Daily Telegraph: Al-Nusra Split
Local Editor
The Daily Telegraph British daily reported Monday that al-Nusra Front militants have withdrawn from the front line against the Syrian regime forces in the northern Syrian city of Aleppo.
According to rebel leaders the Front's militants appear to have turned their back on their Syrian leader.
"They are said to have become disillusioned since their Syrian leader, Abu Mohammed al-Jolani, affirmed his loyalty to al-Qaeda after an apparent takeover at the top of the Front by hardline extremists from Iraq," it added.
"The group has split," Mohammed Najib Bannan, the head of the so-called Aleppo Judicial Committee's military arm, said.
Al-Nusra is also said to have withdrawn from the so-called court system.
The split was confirmed by other activists and officials belonging to both units running services in Aleppo and military brigades.

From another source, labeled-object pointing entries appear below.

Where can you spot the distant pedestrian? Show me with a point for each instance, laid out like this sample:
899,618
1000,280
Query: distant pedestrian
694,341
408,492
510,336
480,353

The latter also commented on their disappearance from much of Aleppo.
Abdulaziz "Abu Jumaa" al-Salameh, political leader of the biggest brigade in Aleppo, Liwa Tawhid, said that after months in which men had defected to al-Nusra, the tide had begun to turn in the opposite direction. He said in recent days an entire unit of 120 men had left al-Nusra to rejoin Tawhid.
"Before they declared their connection to Zawhiri, we were close," he said. "Now that's all changed."
One rebel militia leader in Aleppo said hostilities against the regime had been put on hold all last week while a group of brigades carried out an order to expel a militia called Ghoraba al-Sham which had been accused of "going rogue" and indulging in a looting rampage.
By today, 200 of its members had been rounded up and jailed, according to rebel officials, and it had been removed from checkpoints at a main entrance to town which was closed briefly on Wednesday during fighting between the two sides.